一般社団法人 日本中小企業経営支援専門家協会(JPBM)では、会員専門家どうしの相互支援体制を構築し、質の高い専門家実務の提供を目指しています。ここでは、会員の疑問に高度な知見を持つ専門家が答える事例相談より1例をご紹介いたします。類似の事例に直面したとき、又は予防策としてご参考にしてください。
相談
『デリバティブ取引に係る利益相当額又は損失相当額について』
クリック365は、売買価格の差額から生じる売買損益だけでなく、金利・配当相当額を受取ることが可能です。そのため、「取引残高報告書」上、未決済の建玉に関して、①評価損益相当額 ②金利・配当相当額がそれぞれ記載されています。
法人税の計算上、①評価損益相当額と、②金利・利益相当額の両方について、みなし決済損益額(法人税法61条の5第1項)として、益金又は損金として認識する必要があるという理解でよいでしょうか?
回答
1.デリバティブ取引が時価主義で会計処理される理由
・デリバティブ取引の特徴
①レバレジッド効果により損益が大きくなる可能性がある。
②差益決済のため、決済まで現金の受け渡しのない取引が多い。
・その結果、デリバティブ取引の時価が変動して多額の含み損が出ている場合でも現金の動きがないため、損失として計上されない。
・そのため、デリバティブ取引による時価をタイムリーに財務諸表に反映し、財務諸表利用者に適切な情報を提供する必要がある。ただし、一定要件を満たす場合には、例外的にヘッジ会計が認められる。
・こうした理由から、デリバティブ取引については時価主義による会計処理が強制されています。
2.法人税法上の扱いについては、法61条の5、第1項の通りです。
法人税基本通達は、2-1-35~2-1-38までです。
3.GMOクリック証券のネット記事に、個人の場合の扱いですが、「クリック365 取引 差益・スワップ益」はデリバティブ取引として確定申告が必要と記載されています。
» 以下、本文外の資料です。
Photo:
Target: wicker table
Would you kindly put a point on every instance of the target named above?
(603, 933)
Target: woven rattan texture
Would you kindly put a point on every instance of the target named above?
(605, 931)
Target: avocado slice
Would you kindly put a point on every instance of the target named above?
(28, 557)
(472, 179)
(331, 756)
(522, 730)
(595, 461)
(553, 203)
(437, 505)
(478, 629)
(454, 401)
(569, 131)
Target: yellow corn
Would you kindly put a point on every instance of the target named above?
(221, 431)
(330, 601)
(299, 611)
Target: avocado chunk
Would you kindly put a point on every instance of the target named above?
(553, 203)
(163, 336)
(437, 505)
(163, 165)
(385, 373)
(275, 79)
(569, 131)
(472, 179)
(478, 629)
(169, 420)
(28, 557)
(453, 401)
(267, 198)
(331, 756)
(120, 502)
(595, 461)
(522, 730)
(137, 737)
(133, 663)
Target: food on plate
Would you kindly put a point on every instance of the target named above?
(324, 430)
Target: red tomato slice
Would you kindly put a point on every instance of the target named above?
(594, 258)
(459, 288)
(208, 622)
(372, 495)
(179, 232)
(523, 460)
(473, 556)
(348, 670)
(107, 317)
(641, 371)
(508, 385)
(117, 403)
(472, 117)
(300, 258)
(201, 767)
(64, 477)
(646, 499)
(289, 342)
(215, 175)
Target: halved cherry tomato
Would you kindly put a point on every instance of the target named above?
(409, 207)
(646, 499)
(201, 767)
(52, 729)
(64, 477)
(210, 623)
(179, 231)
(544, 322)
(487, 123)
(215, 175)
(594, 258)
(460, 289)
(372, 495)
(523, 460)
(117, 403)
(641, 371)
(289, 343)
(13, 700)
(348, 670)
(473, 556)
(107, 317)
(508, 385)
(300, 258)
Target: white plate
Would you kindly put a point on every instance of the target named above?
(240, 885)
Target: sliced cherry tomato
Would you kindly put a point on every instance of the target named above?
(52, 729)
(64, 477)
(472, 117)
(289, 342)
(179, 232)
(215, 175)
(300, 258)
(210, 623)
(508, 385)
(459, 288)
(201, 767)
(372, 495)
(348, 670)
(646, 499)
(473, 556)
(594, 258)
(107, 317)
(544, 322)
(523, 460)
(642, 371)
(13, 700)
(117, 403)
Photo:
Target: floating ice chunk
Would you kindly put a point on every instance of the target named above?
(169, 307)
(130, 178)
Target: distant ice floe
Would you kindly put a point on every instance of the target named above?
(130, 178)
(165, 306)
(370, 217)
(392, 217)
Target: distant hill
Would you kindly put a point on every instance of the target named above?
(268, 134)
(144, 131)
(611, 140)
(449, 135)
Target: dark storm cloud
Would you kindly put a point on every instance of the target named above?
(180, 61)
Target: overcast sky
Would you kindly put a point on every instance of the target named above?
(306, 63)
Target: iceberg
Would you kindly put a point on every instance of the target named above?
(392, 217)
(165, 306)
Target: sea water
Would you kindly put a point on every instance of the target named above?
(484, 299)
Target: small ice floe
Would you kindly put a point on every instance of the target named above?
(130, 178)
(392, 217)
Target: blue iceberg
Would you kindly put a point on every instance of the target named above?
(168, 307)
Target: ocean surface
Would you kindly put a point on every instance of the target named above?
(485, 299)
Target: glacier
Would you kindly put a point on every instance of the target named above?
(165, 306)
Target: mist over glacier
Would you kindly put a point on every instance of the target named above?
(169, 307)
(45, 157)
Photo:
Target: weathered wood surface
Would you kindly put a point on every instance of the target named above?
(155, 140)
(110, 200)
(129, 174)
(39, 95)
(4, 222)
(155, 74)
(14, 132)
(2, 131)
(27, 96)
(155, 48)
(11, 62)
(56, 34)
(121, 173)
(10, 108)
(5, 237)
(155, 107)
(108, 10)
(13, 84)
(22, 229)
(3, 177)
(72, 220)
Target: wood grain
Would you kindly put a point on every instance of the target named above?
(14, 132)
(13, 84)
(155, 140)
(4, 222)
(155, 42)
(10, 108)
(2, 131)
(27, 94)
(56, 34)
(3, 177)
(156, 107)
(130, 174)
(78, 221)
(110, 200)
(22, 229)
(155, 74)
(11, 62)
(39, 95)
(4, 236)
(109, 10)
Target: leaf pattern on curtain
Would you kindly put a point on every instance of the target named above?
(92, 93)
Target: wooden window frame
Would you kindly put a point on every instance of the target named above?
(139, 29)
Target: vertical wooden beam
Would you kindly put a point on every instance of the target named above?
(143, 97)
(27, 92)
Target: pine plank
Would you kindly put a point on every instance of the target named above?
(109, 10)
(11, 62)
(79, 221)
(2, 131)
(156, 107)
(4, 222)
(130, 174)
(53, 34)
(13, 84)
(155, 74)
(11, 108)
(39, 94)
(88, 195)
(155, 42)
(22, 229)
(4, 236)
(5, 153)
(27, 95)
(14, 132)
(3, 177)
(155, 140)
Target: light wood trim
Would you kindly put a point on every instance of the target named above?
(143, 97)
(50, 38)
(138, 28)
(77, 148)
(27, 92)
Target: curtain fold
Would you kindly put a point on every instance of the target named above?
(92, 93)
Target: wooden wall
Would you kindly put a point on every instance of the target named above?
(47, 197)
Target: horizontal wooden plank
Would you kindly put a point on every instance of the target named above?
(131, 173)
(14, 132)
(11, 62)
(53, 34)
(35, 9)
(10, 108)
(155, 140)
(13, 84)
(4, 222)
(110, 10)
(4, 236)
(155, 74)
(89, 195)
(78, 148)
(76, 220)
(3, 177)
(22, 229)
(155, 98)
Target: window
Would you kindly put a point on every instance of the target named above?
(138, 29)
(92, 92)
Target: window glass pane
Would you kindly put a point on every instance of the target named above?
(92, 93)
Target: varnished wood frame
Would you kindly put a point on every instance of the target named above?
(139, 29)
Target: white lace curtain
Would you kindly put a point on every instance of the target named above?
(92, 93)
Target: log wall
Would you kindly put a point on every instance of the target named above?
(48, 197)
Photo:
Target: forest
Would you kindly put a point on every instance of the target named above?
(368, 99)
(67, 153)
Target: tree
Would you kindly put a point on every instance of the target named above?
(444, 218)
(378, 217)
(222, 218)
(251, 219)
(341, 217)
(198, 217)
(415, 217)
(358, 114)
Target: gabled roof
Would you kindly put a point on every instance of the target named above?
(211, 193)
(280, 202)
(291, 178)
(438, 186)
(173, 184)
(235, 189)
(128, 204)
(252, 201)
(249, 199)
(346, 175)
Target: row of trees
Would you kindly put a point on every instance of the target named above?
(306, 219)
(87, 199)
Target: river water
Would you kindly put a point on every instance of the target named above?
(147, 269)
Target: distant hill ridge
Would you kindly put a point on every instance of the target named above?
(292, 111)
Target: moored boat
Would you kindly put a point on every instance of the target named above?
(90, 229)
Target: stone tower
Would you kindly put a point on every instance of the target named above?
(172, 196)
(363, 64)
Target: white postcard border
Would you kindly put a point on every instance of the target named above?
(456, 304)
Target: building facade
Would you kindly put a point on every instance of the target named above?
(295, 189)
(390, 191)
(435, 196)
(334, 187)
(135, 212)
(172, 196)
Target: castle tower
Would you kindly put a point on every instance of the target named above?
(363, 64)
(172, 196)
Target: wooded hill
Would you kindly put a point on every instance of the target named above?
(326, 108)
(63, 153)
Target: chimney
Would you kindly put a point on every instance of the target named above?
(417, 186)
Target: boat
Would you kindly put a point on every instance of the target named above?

4.取引の証券会社は、時価主義の基準を守って「取引残高報告書」を作成しているはずですから、決算期における損益金を、本決算において利益または損失として計上する会計処理が本筋と考えます。
5.申告調整として利益金額に加算又は減算して所得金額を算定し、翌期に反対仕訳をする方法もあるでしょうが、金額が少額である場合に限るべきでしょう。
※内容はあくまで限定された情報に対する参考見解となります。税務、会計、法務およびその他の専門的なアドバイスを行うものではありません。具体的なアドバイスが必要な場合は、個別に専門家へご相談ください。